Even as Americans exult over bin Laden’s killing, the U.S. government must recognize that its failed policy on Pakistan has inadvertently made that country the world’s main terrorist sanctuary. Rather than helping to build robust civilian institutions there, the U.S. has pampered the jihadist-penetrated Pakistani military establishment, best illustrated by the fresh $3 billion military aid package earmarked for the next fiscal year. After dictator Pervez Musharraf was driven out of office, the new Pakistani civilian government ordered the ISI to report to the interior ministry, but received no support from the U.S. for this effort to assert civilian control, allowing the army to quickly frustrate the effort.
After coming to office, U.S. President Barack Obama implemented a military surge in Afghanistan. In Pakistan, however, he implemented an aid surge, turning it into the largest recipient of U.S. aid, even though the Afghan Taliban leadership and al-Qaida remnants remained ensconced in the country. This only deepened U.S. involvement in the wrong war and emboldened Pakistan to fatten the Afghan Taliban, even as sustained U.S. attacks continued to severely weaken al-Qaida.
Make no mistake: the scourge of Pakistani terrorism emanates more from the country’s Scotch whisky-sipping generals than from the bead-rubbing mullahs. It is the self-styled secular generals who have reared the forces of jihad and fathered the Taliban, Lashkar-e-Taiba, Jalaluddin Haqqani militia, and other groups. Yet, by passing the blame for their ongoing terrorist-proxy policy to their mullah puppets, the generals have made the U.S. believe that the key is to contain the religious fringe, not the puppeteers.
In fact, Pakistan’s descent into a jihadist dungeon occurred not under civilian rule, but under two military dictators ― one who nurtured and let loose jihadist forces, and another who took his country to the very edge of the precipice.

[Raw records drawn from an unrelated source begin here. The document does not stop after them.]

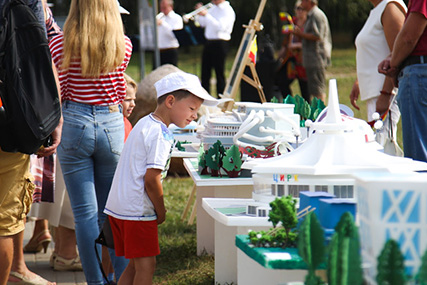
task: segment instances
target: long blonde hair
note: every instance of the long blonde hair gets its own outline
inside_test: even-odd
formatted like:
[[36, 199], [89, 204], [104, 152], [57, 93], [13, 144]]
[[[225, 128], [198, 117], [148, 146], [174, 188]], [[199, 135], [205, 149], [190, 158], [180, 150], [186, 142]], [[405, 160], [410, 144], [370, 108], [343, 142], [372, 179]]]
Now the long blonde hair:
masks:
[[125, 57], [123, 23], [116, 0], [72, 0], [64, 24], [62, 69], [80, 57], [82, 76], [99, 77]]

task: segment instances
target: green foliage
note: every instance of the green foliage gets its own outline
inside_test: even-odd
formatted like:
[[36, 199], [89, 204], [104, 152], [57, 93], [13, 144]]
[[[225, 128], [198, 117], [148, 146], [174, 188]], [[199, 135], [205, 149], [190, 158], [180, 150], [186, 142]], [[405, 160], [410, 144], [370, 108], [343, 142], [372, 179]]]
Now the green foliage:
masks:
[[396, 241], [390, 239], [384, 245], [378, 256], [377, 272], [377, 283], [380, 285], [405, 284], [404, 257]]
[[279, 100], [276, 98], [276, 96], [273, 96], [270, 100], [271, 103], [279, 103]]
[[297, 201], [291, 195], [276, 198], [270, 203], [271, 211], [268, 220], [273, 223], [273, 227], [276, 227], [279, 222], [285, 229], [296, 227], [298, 223], [296, 203]]
[[206, 165], [212, 170], [220, 170], [225, 149], [221, 141], [216, 141], [205, 156]]
[[308, 266], [305, 284], [322, 284], [315, 275], [325, 256], [325, 237], [322, 226], [313, 212], [301, 223], [298, 233], [298, 253]]
[[178, 141], [176, 144], [175, 144], [175, 147], [176, 147], [176, 149], [177, 150], [179, 150], [179, 151], [185, 151], [185, 147], [183, 147], [182, 145], [184, 145], [184, 144], [191, 144], [191, 142], [188, 142], [188, 141]]
[[294, 104], [294, 113], [300, 115], [300, 126], [305, 126], [305, 120], [310, 119], [315, 121], [317, 116], [322, 112], [325, 108], [325, 103], [322, 100], [314, 97], [311, 100], [311, 104], [309, 104], [303, 97], [300, 95], [295, 95], [292, 97], [291, 95], [286, 96], [283, 101], [285, 104]]
[[201, 168], [207, 167], [207, 165], [206, 165], [206, 154], [207, 154], [207, 151], [206, 152], [205, 151], [199, 152], [199, 166]]
[[[290, 195], [276, 198], [271, 202], [271, 211], [268, 220], [273, 223], [274, 228], [270, 229], [268, 232], [250, 232], [250, 242], [255, 246], [295, 246], [297, 234], [293, 232], [292, 229], [294, 229], [298, 223], [296, 203], [297, 201]], [[278, 223], [281, 223], [281, 227], [276, 227]]]
[[353, 216], [346, 212], [335, 227], [329, 244], [328, 282], [330, 285], [362, 284], [360, 244]]
[[196, 224], [188, 225], [186, 220], [181, 220], [193, 180], [166, 177], [162, 184], [168, 212], [165, 222], [159, 226], [161, 253], [157, 256], [153, 284], [213, 284], [214, 257], [197, 255]]
[[427, 250], [424, 252], [423, 257], [421, 258], [421, 266], [417, 274], [418, 284], [427, 284]]
[[249, 241], [256, 247], [293, 247], [297, 239], [295, 232], [286, 232], [284, 228], [270, 229], [269, 231], [250, 231]]
[[311, 111], [308, 118], [314, 122], [319, 116], [320, 112], [322, 112], [322, 110], [325, 109], [325, 107], [326, 107], [325, 103], [322, 100], [314, 97], [313, 99], [311, 99], [311, 104], [310, 104]]
[[229, 177], [238, 176], [240, 171], [242, 171], [242, 163], [242, 154], [235, 145], [232, 145], [222, 158], [222, 168], [227, 172]]

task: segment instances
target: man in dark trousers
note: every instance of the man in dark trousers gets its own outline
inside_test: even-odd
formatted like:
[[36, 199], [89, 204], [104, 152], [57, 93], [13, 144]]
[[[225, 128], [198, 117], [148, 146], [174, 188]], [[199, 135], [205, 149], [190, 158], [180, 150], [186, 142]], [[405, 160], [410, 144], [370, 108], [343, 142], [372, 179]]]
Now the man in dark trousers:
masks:
[[[205, 28], [206, 43], [202, 55], [202, 86], [210, 92], [212, 68], [216, 74], [216, 92], [222, 94], [225, 88], [225, 58], [231, 39], [236, 14], [225, 0], [213, 0], [214, 6], [199, 13], [197, 21]], [[196, 4], [196, 9], [202, 6]]]

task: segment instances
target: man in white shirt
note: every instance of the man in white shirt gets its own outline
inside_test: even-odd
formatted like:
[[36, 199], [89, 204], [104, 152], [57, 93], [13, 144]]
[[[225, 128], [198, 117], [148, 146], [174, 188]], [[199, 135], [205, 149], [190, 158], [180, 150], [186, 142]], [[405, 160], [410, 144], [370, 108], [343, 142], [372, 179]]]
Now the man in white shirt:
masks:
[[178, 66], [179, 43], [173, 31], [184, 27], [182, 17], [173, 10], [173, 0], [161, 0], [160, 11], [157, 15], [160, 64]]
[[[225, 58], [228, 42], [233, 31], [236, 14], [225, 0], [213, 0], [214, 6], [199, 13], [197, 21], [205, 28], [206, 43], [202, 55], [202, 86], [210, 93], [211, 70], [215, 69], [216, 92], [222, 94], [225, 88]], [[196, 9], [201, 7], [196, 4]]]

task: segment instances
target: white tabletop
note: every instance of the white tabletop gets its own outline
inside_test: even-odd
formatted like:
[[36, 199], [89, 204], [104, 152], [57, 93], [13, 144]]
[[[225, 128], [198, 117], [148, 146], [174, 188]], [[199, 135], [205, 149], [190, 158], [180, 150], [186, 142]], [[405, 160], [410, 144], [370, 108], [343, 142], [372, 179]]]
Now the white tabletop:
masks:
[[226, 226], [241, 227], [273, 227], [268, 217], [255, 217], [240, 212], [252, 199], [234, 198], [203, 198], [202, 207], [215, 221]]
[[184, 158], [184, 167], [187, 169], [196, 186], [238, 186], [238, 185], [253, 185], [251, 177], [236, 177], [229, 178], [227, 175], [223, 177], [212, 177], [210, 175], [200, 175], [198, 172], [197, 158]]

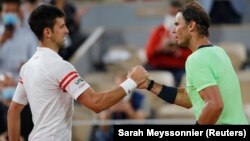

Without reform of the Pakistani army and ISI, there can be no end to transnational terrorism ― and no genuine nation-building in Pakistan. How can Pakistan be a “normal” state if its army and intelligence agency remain outside civilian oversight and decisive power remains with military generals?
Wirth bin Laden dead, the only way that al-Qaida can reconstitute itself is if the Pakistani military succeeds in reinstalling a proxy regime in Afghanistan. Until the Pakistani military’s vise-like grip on power is broken and the ISI cut down to size, Pakistan is likely to remain Ground Zero for the terrorist threat that the world confronts.
By Brahma Chellaney
Brahma Chellaney, professor of strategic studies at the New Delhi-based Center for Policy Research, is the author of “Asian Juggernaut and the forthcoming Water: Asia’s New Battlefield.” ― Ed.